"Quien canta su mal espanta", reza el refrán, mas ¿quien cuenta que males espanta?, ¿espanta alguno?, es más ¿qué pretende quien cuenta?. Una vez me llamaron para contar en un pequeño pueblo de navarra, Arano. Dicen que es el único pueblo de Navarra desde el que se divisa la mar. Pero quizás lo más importante es que en ese pueblo nació y se crió mi abuelo, hecho que, tal vez, no sea tan determinante para la humanidad, pero sí para mi imaginario. Diminuto pueblo enclavado en un alto a mitad de camino entre Hernani y Goizueta, y a unas tres horas de caminata desde mi pueblo, atravesando un maravilloso bosque de hayas, robles y castaños. Pueblo rodeado de montes y cromlechs (construcción funeraria megalítica, inspiradora de la teoría del vacío en Oteiza). El caso es que me llamaron para contar cuentos. Sesión entrañable para mí ya que iba a contar historias allí desde donde surgieron muchas historias familiares. Disfruté de la sesión, pero unas semanas después una narradora amiga me contó. Ella estuvo contando después de pasar yo y, claro, le comentaron mi presencia, pero le contaron algo más. Una mujer mayor recién enviudada decidió asistir con una amiga a mi sesión, para de esta forma olvidarse de su pena escuchando cuentos. No esperaba que alguna historia tratase el tema de los cementerios y la muerte. Pobre mujer. ¿Qué pensamientos y sentimientos circularían por su ser escuchando tal historia? ¿A qué lugar se trasladaría sin el conocimiento del narrador? ¿A donde viaja la palabra en el entendimiento del que escucha?
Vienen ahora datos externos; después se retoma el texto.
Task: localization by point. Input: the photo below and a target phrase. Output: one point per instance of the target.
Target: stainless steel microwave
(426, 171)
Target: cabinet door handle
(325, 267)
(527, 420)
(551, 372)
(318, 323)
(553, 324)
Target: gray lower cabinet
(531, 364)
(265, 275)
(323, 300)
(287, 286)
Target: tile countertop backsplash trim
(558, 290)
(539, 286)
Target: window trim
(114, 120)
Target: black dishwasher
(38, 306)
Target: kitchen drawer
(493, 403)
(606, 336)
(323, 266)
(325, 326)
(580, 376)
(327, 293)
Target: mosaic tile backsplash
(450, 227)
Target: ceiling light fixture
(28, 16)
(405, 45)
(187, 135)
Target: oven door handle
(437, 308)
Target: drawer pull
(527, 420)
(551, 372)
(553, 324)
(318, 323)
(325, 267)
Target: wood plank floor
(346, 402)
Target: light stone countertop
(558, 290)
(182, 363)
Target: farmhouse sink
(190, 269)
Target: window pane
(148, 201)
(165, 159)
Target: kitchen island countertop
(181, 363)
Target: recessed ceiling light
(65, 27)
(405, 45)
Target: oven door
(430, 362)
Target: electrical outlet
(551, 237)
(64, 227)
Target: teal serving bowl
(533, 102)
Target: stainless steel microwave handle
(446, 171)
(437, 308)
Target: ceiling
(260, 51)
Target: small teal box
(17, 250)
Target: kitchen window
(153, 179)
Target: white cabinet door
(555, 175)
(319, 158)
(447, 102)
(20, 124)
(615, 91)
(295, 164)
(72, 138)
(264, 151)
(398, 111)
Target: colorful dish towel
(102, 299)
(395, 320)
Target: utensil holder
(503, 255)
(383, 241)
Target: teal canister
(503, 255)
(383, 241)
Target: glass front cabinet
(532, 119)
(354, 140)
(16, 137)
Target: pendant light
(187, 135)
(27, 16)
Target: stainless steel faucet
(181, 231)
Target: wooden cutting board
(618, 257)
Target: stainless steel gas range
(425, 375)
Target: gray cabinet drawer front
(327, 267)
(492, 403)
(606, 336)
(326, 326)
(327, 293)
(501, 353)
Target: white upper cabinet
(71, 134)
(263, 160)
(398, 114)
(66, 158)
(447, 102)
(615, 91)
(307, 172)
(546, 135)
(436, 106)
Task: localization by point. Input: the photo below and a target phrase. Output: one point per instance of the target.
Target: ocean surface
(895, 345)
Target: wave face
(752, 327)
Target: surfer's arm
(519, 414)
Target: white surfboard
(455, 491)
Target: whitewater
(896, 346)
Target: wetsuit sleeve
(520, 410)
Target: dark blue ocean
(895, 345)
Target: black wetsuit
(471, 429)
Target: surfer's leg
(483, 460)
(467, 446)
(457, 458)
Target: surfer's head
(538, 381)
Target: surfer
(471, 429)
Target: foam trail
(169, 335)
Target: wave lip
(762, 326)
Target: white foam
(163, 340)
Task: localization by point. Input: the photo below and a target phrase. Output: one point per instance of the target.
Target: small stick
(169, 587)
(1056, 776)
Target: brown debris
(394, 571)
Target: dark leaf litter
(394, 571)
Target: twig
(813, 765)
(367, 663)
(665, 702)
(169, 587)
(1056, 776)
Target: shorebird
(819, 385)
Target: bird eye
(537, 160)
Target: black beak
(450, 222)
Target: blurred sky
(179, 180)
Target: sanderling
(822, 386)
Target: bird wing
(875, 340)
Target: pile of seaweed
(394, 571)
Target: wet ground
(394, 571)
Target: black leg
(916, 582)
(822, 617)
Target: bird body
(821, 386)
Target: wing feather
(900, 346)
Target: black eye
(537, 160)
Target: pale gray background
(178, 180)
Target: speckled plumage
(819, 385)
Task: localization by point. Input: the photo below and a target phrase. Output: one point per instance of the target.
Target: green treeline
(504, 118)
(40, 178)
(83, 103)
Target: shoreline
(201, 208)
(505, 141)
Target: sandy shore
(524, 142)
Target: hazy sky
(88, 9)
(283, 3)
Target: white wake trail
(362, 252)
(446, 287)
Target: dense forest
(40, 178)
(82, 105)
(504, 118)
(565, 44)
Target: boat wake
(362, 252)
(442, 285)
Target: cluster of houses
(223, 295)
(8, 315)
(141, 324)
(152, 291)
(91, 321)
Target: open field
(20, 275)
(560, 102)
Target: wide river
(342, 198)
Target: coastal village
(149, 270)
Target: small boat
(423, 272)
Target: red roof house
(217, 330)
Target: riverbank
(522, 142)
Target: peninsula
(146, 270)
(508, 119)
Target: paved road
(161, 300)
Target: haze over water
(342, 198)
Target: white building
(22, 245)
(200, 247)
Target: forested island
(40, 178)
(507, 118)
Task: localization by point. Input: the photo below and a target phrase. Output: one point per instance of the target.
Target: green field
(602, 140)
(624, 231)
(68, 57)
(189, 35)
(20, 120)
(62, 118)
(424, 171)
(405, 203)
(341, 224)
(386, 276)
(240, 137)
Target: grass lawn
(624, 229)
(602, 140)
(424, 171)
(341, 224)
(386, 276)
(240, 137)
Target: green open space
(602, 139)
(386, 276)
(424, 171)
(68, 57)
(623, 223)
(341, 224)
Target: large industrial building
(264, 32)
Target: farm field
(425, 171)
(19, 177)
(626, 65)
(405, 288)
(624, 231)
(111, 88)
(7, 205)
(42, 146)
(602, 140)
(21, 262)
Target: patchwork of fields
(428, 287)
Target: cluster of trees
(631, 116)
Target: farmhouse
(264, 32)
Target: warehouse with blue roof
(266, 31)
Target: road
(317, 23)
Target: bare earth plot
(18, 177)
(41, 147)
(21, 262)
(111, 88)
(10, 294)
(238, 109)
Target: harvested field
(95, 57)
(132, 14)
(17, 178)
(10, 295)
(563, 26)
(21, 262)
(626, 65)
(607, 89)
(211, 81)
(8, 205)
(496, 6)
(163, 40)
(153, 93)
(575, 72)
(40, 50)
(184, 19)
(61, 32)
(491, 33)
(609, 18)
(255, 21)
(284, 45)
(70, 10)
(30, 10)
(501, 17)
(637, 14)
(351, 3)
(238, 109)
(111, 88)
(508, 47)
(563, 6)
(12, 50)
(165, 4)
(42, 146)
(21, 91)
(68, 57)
El narrador que avienta palabras, ¿hacia dónde navega? ¿Qué mares invita a transitar? Quién cuenta debería saber que las historias no pertenecen a si mismo, sino a quien las embarca en su nave, pero para ello el narrador también habrá de embarcar.
¿Quien cuenta su mal espanta? Complicada respuesta, aunque puede ser que la encontremos en ese lugar común que es la comunicación humana.